A day after Zinn’s death Wednesday at age 87, local scholars, high school history teachers, and Zinn’s former students credited the revolutionary book with legitimizing to the greater public the experiences of people whose stories previously had not been told, including women, laborers, Native Americans, and other minorities.

“Howard’s book really causes us to recognize the darker side of American history, of slavery and the oppression of labor movements,’’ said William Keylor, a history professor at Boston University, where Zinn taught political science for more than two decades. “It really is a corrective to the standard orthodox story of America.’’

Zinn looked at American history from the perspective of the underprivileged, the oppressed, those left out of the standard narrative, Keylor said; he was someone who saw history as focusing too much on the political and socioeconomic elite.

Like many historians, though, Keylor said he does not fully ascribe to Zinn’s overly critical interpretation of history.

“It certainly does not present a kind of balanced evenhanded interpretation of American history, because he’s really trying to focus on the negative side,’’ he said. “His scholarship was part of his activism.’’
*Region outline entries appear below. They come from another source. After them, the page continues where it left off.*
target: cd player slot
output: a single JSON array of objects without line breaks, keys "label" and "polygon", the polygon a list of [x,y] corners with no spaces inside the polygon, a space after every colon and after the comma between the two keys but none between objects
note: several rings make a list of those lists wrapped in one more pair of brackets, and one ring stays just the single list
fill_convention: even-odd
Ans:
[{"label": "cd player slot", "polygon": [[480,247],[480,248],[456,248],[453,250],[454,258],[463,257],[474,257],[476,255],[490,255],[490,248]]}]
Educators say the point of view and moral fervor of the book helps to capture the attention of high school students, many of whom had been fed a sanitized version of American history in their primary school years.

“Teachers would assign that, and it would open kids’ eyes,’’ said Alex Keyssar, a history and social policy professor at Harvard’s Kennedy School of Government.

“He was offering this durable counter-narrative of American history that got read in all sorts of quarters.’’

The book made an appearance in the movie “Good Will Hunting,’’ when Matt Damon’s character gave a plug to Zinn, Damon’s longtime family friend.

It is a scene that Elizabeth Kline, who was a student of Zinn’s at BU in the mid-1960s, relishes.

“Howard Zinn was really the person who brought the real world into education,’’ said Kline, who lives in Cambridge. “He has changed my life.’’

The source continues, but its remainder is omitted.